Bayarmagnai Battuya, Perrin Louisiane, Esmaeili Pourfarhangi Kamyar, Gligorijevic Bojana
Department of Bioengineering, Temple University, Philadelphia, PA, USA.
Cancer Biology Program, Fox Chase Cancer Center, Philadelphia, PA, USA.
Methods Mol Biol. 2018;1749:175-193. doi: 10.1007/978-1-4939-7701-7_14.
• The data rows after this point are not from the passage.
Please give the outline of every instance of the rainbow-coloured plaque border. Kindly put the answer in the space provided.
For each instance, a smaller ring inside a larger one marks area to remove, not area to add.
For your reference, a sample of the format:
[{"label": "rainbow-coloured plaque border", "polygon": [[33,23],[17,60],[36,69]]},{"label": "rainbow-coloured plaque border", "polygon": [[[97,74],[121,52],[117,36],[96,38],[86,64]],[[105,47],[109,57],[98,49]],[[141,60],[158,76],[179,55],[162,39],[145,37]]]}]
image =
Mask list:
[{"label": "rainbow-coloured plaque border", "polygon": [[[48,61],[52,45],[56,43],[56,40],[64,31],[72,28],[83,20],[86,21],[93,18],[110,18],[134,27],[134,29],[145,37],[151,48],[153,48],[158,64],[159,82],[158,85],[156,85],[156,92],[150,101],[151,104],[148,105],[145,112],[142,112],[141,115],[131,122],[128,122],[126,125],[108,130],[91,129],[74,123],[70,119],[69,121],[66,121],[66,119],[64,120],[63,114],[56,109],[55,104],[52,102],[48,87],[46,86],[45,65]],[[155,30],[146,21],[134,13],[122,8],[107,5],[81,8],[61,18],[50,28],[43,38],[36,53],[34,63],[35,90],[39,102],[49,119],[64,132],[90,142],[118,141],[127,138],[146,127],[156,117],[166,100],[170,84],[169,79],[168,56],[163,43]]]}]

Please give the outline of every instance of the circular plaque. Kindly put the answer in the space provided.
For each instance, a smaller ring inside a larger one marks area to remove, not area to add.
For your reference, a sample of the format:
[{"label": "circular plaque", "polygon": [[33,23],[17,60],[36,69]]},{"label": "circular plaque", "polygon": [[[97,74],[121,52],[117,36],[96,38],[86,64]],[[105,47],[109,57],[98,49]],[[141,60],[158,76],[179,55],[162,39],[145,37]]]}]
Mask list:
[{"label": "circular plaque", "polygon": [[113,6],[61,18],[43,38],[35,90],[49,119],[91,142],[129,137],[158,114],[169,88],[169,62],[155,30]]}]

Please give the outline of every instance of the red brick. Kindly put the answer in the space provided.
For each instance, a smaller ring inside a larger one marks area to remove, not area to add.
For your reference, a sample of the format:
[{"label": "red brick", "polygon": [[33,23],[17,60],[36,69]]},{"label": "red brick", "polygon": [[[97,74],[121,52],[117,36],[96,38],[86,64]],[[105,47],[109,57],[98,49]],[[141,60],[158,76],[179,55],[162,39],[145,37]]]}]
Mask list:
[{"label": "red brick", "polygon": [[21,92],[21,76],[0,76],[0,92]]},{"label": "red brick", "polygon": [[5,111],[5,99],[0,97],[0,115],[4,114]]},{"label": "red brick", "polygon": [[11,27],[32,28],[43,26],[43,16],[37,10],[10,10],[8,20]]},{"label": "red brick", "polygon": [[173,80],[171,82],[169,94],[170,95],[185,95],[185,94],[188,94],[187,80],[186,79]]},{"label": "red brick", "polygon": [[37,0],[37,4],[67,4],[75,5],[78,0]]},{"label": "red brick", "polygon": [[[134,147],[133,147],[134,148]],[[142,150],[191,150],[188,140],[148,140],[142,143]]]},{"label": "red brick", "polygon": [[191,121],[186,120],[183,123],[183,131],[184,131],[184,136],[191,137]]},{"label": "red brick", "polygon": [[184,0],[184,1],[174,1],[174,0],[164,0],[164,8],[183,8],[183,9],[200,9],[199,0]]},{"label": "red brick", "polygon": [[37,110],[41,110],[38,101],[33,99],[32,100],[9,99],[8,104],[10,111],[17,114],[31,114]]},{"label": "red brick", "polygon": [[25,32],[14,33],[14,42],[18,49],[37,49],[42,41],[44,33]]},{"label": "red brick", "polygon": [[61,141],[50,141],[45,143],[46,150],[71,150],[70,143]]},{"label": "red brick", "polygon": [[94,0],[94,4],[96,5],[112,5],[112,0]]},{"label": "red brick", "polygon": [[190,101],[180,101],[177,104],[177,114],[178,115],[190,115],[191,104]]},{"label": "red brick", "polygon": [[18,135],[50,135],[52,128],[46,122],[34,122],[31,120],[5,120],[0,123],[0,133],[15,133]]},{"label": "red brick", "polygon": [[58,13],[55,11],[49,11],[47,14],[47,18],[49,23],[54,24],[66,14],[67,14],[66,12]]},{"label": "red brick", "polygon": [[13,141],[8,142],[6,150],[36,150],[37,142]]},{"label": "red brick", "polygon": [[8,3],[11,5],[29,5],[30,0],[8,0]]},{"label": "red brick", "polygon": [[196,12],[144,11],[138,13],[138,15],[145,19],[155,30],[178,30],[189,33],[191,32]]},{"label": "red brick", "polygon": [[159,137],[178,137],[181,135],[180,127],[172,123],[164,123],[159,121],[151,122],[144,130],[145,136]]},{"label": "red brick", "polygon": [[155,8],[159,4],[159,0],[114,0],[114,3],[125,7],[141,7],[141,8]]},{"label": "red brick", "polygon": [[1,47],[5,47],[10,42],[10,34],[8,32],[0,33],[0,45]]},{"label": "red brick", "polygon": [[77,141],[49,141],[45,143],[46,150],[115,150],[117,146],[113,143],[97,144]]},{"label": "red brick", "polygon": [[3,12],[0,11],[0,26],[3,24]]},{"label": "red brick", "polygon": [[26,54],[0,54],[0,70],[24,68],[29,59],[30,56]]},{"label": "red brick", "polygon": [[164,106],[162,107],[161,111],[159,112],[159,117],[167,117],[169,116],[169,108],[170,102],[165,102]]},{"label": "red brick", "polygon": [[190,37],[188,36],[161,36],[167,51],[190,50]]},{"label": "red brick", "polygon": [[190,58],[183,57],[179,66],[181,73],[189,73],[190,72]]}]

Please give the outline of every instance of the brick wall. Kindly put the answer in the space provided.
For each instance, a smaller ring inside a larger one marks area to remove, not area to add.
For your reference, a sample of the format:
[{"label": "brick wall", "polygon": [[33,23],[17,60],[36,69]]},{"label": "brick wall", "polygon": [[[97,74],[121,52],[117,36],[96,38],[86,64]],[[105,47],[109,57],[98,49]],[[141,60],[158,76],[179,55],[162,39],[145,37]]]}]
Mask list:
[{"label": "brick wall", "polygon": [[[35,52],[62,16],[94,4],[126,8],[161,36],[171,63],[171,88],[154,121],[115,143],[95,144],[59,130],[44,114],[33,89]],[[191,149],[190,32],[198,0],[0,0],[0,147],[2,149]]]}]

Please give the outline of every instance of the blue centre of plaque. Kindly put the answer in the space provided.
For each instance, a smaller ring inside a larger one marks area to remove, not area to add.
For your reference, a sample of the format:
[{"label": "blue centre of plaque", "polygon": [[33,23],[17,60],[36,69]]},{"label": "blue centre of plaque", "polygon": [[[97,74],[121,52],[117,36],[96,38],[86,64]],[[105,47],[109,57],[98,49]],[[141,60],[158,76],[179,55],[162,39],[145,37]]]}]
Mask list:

Cancer cell motility and invasion are key features of metastatic tumors. Both are highly linked to tumor microenvironmental parameters, such as collagen architecture or macrophage density. However, due to the genetic, epigenetic and microenvironmental heterogeneities, only a small portion of tumor cells in the primary tumor are motile and furthermore, only a small portion of those will metastasize. This creates a challenge in predicting metastatic fate of single cells based on the phenotype they exhibit in the primary tumor. To overcome this challenge, tumor cell subpopulations need to be monitored at several timescales, mapping their phenotype in primary tumor as well as their potential homing to the secondary tumor site. Additionally, to address the spatial heterogeneity of the tumor microenvironment and how it relates to tumor cell phenotypes, large numbers of images need to be obtained from the same tumor. Finally, as the microenvironment complexity results in nonlinear relationships between tumor cell phenotype and its surroundings, advanced statistical models are required to interpret the imaging data. Toward improving our understanding of the relationship between cancer cell motility, the tumor microenvironment context and successful metastasis, we have developed several intravital approaches for continuous and longitudinal imaging, as well as data classification via support vector machine (SVM) algorithm. We also describe methods that extend the capabilities of intravital imaging by postsacrificial microscopy of the lung as well as correlative immunofluorescence in the primary tumor.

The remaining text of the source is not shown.